Jamie Hewlett wanted to make sure the album had all of the themes that he had come up with for the Gorillaz storyline, and one of the themes that wasn't present was zombies. Zombies as well as zombie movie culture would play a major role in the characters. 2D would be obsessed with George A. Romero movies, the band would live in a graveyard where band members could be possessed or mauled, and one of the ways the band described themselves in the early days was "Zombie Hip Hop." There were tracks recorded about zombies like "Hip Albatross" (which we will get to later) but a lot of these tracks would not make it on to the record. So Jamie suggested that Damon sample a clip from George A. Romero's movie "Day Of The Dead" on one of the album's tracks. As the two began to watch the movie looking for good lines to use, the movie began. The main characters are alone in a world, everyone else is dead or undead. They then go to search for life, going around with a megaphone asking, "HELLO?! IS ANYONE THERE?!" While this is going on, a minimal and sinister synthesizer instrumental is playing in the background.  As Damon was watching this, he then began to play his guitar along with the movie, and that's how they found their sample.
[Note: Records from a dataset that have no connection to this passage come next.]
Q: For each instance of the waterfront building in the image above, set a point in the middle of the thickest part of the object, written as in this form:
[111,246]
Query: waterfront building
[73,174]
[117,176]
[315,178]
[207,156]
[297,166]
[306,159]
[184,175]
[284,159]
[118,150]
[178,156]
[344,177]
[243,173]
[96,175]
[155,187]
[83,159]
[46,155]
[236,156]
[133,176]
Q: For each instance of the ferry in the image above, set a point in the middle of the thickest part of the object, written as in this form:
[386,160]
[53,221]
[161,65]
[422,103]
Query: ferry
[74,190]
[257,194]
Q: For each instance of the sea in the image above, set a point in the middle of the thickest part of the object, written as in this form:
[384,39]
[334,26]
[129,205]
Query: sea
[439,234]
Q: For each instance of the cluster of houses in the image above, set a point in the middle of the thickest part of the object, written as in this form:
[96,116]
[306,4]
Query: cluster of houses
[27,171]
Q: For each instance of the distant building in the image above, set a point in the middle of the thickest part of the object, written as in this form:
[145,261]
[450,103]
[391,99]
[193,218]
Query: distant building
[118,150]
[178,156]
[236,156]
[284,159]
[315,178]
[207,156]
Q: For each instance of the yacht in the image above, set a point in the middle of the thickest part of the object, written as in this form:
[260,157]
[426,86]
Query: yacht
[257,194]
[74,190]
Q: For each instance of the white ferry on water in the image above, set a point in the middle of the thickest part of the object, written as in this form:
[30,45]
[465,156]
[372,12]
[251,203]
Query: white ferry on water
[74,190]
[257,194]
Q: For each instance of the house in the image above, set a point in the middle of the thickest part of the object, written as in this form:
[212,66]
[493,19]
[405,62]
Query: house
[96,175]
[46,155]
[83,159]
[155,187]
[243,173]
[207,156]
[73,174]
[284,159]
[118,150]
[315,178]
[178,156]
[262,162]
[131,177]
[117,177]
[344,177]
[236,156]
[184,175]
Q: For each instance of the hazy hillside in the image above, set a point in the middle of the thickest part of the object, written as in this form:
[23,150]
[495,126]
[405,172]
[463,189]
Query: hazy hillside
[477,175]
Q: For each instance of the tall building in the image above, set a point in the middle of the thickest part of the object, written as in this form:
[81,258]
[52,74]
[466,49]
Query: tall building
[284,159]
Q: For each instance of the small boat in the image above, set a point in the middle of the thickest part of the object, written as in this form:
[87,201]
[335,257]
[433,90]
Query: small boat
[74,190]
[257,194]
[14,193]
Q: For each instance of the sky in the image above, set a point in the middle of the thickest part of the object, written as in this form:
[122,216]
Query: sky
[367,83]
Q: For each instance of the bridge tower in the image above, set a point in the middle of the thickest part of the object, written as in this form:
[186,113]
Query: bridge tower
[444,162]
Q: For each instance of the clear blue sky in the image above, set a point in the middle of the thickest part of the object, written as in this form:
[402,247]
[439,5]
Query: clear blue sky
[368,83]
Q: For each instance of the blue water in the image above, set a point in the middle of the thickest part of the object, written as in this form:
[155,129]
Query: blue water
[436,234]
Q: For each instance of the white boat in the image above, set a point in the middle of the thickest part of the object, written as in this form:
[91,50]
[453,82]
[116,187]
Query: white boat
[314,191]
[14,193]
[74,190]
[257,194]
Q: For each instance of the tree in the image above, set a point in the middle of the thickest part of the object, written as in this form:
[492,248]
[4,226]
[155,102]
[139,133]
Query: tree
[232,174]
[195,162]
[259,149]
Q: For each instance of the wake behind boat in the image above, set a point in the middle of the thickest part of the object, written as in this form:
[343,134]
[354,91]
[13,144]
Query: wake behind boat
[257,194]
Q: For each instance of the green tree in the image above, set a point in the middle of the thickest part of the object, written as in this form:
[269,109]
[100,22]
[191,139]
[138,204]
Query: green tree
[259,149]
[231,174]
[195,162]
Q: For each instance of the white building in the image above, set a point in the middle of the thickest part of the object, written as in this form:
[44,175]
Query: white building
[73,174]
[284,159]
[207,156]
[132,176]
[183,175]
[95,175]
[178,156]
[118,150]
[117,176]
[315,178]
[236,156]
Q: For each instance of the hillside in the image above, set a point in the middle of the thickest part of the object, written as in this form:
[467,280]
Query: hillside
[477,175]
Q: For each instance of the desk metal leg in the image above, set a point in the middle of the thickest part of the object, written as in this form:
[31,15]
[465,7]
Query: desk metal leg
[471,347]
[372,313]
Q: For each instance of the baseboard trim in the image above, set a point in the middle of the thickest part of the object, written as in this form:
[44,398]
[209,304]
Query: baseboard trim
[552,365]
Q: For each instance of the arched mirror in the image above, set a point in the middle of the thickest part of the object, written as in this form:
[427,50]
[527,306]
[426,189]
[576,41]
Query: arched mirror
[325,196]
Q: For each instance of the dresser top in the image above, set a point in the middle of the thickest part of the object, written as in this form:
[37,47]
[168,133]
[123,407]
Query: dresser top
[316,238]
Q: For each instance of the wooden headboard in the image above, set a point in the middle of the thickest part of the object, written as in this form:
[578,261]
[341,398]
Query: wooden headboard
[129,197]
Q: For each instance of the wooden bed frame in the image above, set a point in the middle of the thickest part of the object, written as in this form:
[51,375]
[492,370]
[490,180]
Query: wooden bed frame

Now they just had to find a track to tack it on to...


Damon decided to put it on top of "A1 M1", and gave the song to Dan The Automator who cleaned the demo up and smoothly transitioned the song's new intro into the song itself. Damon then added two more guitar overdubs as well as the album's only guitar solo, to give the track a noisy and dissonant type of chaos. The sample brought out the idea that it was about searching for life on a forgotten world. Damon wrote lyrics about this and the song became about 2D, Murdoc, Russel and Noodle searching for life across a British wasteland. Traveling on the M1 A1, a road that stretches across the entirety of Britain, at "a thousand miles per hour." They are screaming and chanting to see if anyone is there, Russel even bangs on a bass drum in an effort to get someone to respond. In the end, no one responds, so the band ends their efforts, leaving us with sustain from the multi-tudes of guitars on the track. They are the last living souls.


While "M1 A1" was the closing track on the band's first album, it was the opener on the band's first tour. The song was given a new context, it was no longer a cry for help but a hard rocker used to hype people up. ("HELLO?! IS ANYONE THERE?!" *crowd cheers*) It was probably one of the best songs in the Gorillaz Live band's repertoire. Simon Katz tears it up on the guitar, while Damon goes all out with the crowd from behind the screen, and of course, we can't forget about the amazing rhythm section of Junior Dan and Cass Browne. The song was never played live again, but many fans hope "M1 A1" (along with a multitude of other songs from the band's debut) come back to the band's ever changing live set. It finally came back on the Humanz Tour with Damon singing lead and strapping on an electric guitar, it became the opener proving that the band does listen to the fans after all. "M1 A1" is not only a fantastic and exhilarating album closer, but it is also one that foreshadows the dark direction Gorillaz would go in on their next album, "Demon Days".


1 comment:

  1. Always wondered from what source that sample was pilfered; always hypothesized it was zombie-movie-derived...
    Thanx fer the affirmation of such.